Former DEI Director: ‘DEI Ideology Deliberately Stokes Hatred Toward Israel and the Jewish People’
Tabia Lee spent about two decades working in the field of education. However, it came to a halt after she was terminated from her two-year position as the Diversity, Equity, and Inclusion (DEI) director at De Anza Community College in California. The role of DEI director, as stated by De Anza, is to provide “equity, social justice, and academic success for all members” on campus. But Lee’s testimony, which is centered around witnessing “blatant” anti-Semitism, revealed De Anza doesn’t really mean “all” students.
In her op-ed published in The New York Post, she wrote, “I made the mistake of trying to create an authentically inclusive learning environment for everyone, including Jewish students.” She continued, “In fact, I can safely say that toxic DEI ideology deliberately stokes hatred toward Israel and the Jewish people.”
When Lee first became De Anza’s DEI director, she recalled several Jewish students who approached her and said the “campus was essentially an antisemitic environment.” Assuming her role, she attempted to bring inclusion for Jewish students by inviting Jewish speakers to campus. Such acts were quickly shut down by the institution. After approaching administration about her concerns, she said “campus leaders and colleagues repeatedly” told her she “shouldn’t raise issues about Jewish inclusion or antisemitism.” Lee’s attempt to include all students gave her the title, “dirty Zionist” and cost her job.
“I have never encountered a more hostile environment toward the members of any racial, ethnic or religious group,” she said. “I was astounded, but I shouldn’t have been.”
She concluded that what started as “rhetorical attacks” by DEI’s consistent anti-Semitism is now broadening into a call for violence, which, for Lee, was inevitable. “When you stoke that kind of division and anger, you unleash fires you can’t control,” she said. “Sure enough, the fire of antisemitism is now burning bright on college campuses.”
Joseph Backholm, senior fellow for the Center for Biblical Worldview and Strategic Engagement at Family Research Council, shared with The Washington Stand, “[S]ome people approach the idea of diversity, equity, and inclusion with integrity.” He said Lee is an example of this, as she approached “the subject from a place of genuine respect for human rights and human dignity, regardless of who you are.”
However, he also noted how Lee discovered her mindset is “not universally shared within the DEI community.” He added, “Often, the proponents of DEI want to use the language of inclusion to gain their own kind of cultural dominance so they can assert their will over people they’ve decided don’t deserve the respect of toleration.”
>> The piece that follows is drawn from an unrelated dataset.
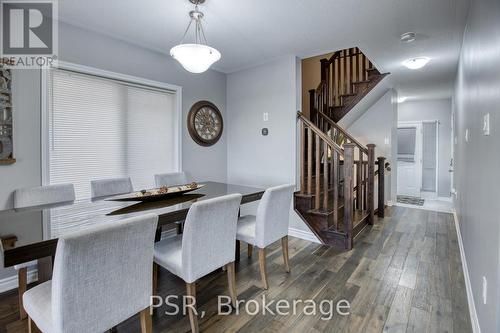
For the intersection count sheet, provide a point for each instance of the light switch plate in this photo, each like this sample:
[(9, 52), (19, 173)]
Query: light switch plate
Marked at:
[(486, 124)]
In comments to TWS, David Closson, director of FRC’s Center for Biblical Worldview, added that “the ongoing war between Hamas and Israel has uncovered a sinister underbelly of anti-Semitism on college campuses.” For Closson, it is important to recognize “the guiding framework the Left uses is the intersectionality scheme,” which involves “the main categories of ‘oppressors’ and ‘the oppressed.’” He added, “Many who think through this intersectionality framework view Jews as part of the ‘oppressor’ class.” Backholm emphasized that these two categories consequently change “the way we evaluate right and wrong.”
He continued, “Under a Judeo-Christian understanding of morality, rape, arson, looting, and sending rockets into schools is always morally wrong. [But] under a critical theory understanding of morality, we can’t know if a particular action is right or wrong until we know who did it and why.” For Backholm, this is a worldview where “the same behavior is right for one person but wrong for another.” This mindset has caused “people [to] sympathize with mass murder from Hamas, and it is why DEI offices are often centers of racism and bigotry towards Jews,” he observed.
Closson went on to explain that a “biblical worldview sees all people made in God’s image, having inherent value and dignity. Period.” Additionally, “It rejects the fundamental framework of DEI intersectionality, which pits people against one another on subjective traits.” A biblical worldview will not put up “arbitrary lines and divisions based on inherently superficial categories,” he concluded, because it “sees all people equally made in God’s image, equally fallen, and equally in need of redemption.”
Sarah Holliday is a reporter at The Washington Stand.